I see a day when the President of the United States is respected and his office is honored because it is worthy of respect and worthy of honor.


In one of the most eerie similarities between the two speeches, both Trump and Nixon chose to use the example of a U.S. Navy vessel being seized by a foreign power to demonstrate America's diminished stature. The incidents happened almost 50 years apart, and really weren't that big a deal.


Not only have our citizens endured domestic disaster, but they have lived through one international humiliation after another. We all remember the images of our sailors being forced to their knees by their Iranian captors at gunpoint.



And I say to you tonight that when respect for the United States of America falls so low that a fourth-rate military power, like North Korea, will seize an American naval vessel on the high seas, it is time for new leadership to restore respect for the United States of America.


If you take out the names of the countries, it's difficult to tell which line comes from which candidate.

The Silent Majority

It would be another year before Nixon would specifically say the words "the silent majority," but the idea that there was a majority of Americans who were being drowned out by a vocal, trouble-making minority, was on display in his 1968 speech.

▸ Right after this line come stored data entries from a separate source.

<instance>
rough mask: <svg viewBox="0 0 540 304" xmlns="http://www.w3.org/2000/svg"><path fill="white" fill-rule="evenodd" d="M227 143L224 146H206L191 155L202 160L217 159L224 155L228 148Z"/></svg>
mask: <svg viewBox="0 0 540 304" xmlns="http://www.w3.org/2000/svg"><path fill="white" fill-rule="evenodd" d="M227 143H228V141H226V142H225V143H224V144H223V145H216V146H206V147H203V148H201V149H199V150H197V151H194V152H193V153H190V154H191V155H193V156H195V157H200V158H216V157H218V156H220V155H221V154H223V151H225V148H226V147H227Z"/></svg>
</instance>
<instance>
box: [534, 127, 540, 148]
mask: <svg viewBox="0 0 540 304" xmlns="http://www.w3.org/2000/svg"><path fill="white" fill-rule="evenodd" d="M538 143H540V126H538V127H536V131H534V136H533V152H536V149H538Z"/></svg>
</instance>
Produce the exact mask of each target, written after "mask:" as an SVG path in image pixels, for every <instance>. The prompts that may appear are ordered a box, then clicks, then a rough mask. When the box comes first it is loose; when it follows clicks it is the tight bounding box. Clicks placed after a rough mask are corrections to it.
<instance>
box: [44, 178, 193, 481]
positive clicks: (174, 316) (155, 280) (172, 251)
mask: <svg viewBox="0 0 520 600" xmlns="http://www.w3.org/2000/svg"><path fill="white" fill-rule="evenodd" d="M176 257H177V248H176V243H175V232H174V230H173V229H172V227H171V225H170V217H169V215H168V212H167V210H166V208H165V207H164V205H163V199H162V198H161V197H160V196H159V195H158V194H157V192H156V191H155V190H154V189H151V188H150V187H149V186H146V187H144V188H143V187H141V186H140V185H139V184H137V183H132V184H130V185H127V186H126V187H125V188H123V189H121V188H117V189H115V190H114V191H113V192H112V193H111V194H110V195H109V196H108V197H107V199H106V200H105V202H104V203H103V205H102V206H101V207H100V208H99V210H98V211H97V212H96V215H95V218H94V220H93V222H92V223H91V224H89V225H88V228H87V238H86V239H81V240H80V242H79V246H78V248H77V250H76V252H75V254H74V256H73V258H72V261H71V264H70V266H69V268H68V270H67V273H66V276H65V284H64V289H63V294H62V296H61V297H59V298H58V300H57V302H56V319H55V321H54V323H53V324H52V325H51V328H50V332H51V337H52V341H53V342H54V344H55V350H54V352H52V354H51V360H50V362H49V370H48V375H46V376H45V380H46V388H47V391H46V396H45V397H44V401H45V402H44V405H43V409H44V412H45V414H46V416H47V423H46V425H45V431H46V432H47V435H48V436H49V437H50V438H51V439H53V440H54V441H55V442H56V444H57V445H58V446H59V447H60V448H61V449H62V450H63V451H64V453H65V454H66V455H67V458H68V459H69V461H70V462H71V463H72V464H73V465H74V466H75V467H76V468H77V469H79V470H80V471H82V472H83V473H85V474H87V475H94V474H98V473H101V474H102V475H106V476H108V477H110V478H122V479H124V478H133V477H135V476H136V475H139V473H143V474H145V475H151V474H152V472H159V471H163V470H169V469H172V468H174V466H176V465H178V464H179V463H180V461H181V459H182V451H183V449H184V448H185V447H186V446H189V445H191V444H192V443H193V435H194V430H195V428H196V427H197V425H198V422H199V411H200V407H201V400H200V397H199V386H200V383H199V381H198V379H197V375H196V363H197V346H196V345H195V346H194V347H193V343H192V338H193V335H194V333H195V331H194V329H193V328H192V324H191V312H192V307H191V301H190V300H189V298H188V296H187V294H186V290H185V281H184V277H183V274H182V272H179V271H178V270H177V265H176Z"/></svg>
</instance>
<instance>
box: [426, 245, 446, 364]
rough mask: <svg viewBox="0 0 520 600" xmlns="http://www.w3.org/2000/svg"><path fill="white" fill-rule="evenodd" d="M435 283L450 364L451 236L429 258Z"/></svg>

It is another voice. It is the quiet voice in the tumult and the shouting.

It is the voice of the great majority of Americans, the forgotten Americans — the non-shouters; the non-demonstrators.

They are not racists or sick; they are not guilty of the crime that plagues the land.


No one would ever characterize Donald Trump's ardent supporters as quiet, but he invokes a similar idea that he represents an under-represented majority.

I have visited the laid-off factory workers, and the communities crushed by our horrible and unfair trade deals. These are the forgotten men and women of our country. People who work hard but no longer have a voice.


What this comes down to for both Trump and Nixon is restoring America's greatness. One might even saying Making America Great Again. Trump did, anyway. Several times.

To all Americans tonight, in all our cities and towns, I make this promise: We Will Make America Strong Again.

We Will Make America Proud Again.

We Will Make America Safe Again.

And We Will Make America Great Again.

Nixon never came up with quite as catchy a phrase.

The time has come for us to leave the valley of despair and climb the mountain so that we may see the glory of the dawn — a new day for America, and a new dawn for peace and freedom in the world.


That won't fit on a hat.

Correction: an earlier version of this article said that Richard Nixon was one of the presidents who had been impeached. In fact, he resigned before formal impeachment proceedings had concluded.